Subject: kern/33440: bce0 network interface freezes system when configured with ifconfig
To: None <kern-bug-people@netbsd.org, gnats-admin@netbsd.org,>
From: None <raphael@raphael.g-system.at>
List: netbsd-bugs
Date: 05/08/2006 07:40:00
>Number:         33440
>Category:       kern
>Synopsis:       bce0 network interface freezes system when configured with ifconfig
>Confidential:   no
>Severity:       critical
>Priority:       high
>Responsible:    kern-bug-people
>State:          open
>Class:          sw-bug
>Submitter-Id:   net
>Arrival-Date:   Mon May 08 07:40:00 +0000 2006
>Originator:     Raphael Langerhorst
>Release:        3.99.19
>Organization:
>Environment:
NetBSD spirit.raphael.g-system.at 3.99.19 NetBSD 3.99.19 (GENERIC-SPIRIT-$Revision: 1.750) #8: Sun May  7 20:38:51 CEST 2006  root@spirit.raphael.g-system.at:/usr/obj/sys/arch/i386/compile/GENERIC_LAPTOP i386
>Description:
On a DELL Inspiron 6000 laptop, when using ifconfig with a bce0 network interface, the system freezes. The bug is (I guess) either in ifconfig or in the if_bce device driver (sys/dev/pci/if_bce.c) (but the cause might be somewhere totally different, see known fix below!).
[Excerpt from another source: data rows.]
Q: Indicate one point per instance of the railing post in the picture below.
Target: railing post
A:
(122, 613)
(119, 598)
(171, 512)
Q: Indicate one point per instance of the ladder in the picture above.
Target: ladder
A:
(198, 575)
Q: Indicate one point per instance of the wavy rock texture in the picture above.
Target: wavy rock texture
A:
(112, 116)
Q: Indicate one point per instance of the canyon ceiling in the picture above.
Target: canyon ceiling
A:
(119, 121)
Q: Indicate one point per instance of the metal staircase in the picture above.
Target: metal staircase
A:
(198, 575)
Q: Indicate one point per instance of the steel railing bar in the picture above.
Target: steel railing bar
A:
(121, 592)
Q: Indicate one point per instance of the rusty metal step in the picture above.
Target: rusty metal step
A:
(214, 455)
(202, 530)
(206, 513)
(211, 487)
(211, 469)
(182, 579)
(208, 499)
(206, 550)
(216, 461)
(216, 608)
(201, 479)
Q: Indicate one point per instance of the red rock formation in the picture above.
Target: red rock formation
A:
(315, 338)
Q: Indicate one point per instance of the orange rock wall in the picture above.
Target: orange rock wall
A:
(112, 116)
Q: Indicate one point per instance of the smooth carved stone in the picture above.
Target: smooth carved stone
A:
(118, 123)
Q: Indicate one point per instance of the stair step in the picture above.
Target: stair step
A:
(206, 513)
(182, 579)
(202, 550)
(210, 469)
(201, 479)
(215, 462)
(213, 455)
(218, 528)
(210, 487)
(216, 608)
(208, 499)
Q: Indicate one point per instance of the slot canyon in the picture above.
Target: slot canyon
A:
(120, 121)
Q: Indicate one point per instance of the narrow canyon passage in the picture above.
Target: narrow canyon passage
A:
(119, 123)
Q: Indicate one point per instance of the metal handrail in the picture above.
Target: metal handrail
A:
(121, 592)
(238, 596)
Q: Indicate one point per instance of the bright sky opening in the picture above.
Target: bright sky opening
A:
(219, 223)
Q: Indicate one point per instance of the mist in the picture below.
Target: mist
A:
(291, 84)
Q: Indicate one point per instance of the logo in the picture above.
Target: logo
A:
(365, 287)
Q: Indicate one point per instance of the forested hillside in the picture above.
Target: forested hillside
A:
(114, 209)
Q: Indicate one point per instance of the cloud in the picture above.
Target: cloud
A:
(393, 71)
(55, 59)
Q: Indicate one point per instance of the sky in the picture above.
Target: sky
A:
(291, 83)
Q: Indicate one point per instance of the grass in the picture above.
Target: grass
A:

This problem did not occur on NetBSD 3.0 release. I only observed it after updating to the current NetBSD 4 development version.

A PCMCIA network interface (a tlp0 in that case - Netgear) works fine with 3.99.19

Note: The laptop has an Intel 915 board.


>How-To-Repeat:
Boot a machine with NetBSD 3.99.19 (current CVS HEAD) and with a bce0 network interface. After startup, run "ifconfig bce0 up"

This will freeze the system (Ctrl+Alt+Esc works still!)
>Fix:
I added various debug messages both into ifconfig and the if_bce driver. But after playing around for two hours I wasn't able to find anything - for example ifconfig actually gets to the end of main(), so it exits gracefully. And it seems (not sure!) that all routines from the bce driver also don't hang (that is, they get from begin to end). 

So I'm not sure if the system hangs somewhere else (interrupt related?)

It seems to me that the system repeatedly(!) tries to init the device (two times it is).

Maybe there is something wrong with the bce_timeout (or related calls)?

I'm not a kernel developer, so I'm a bit stuck now, and I hope that this bug report helps solving the issue.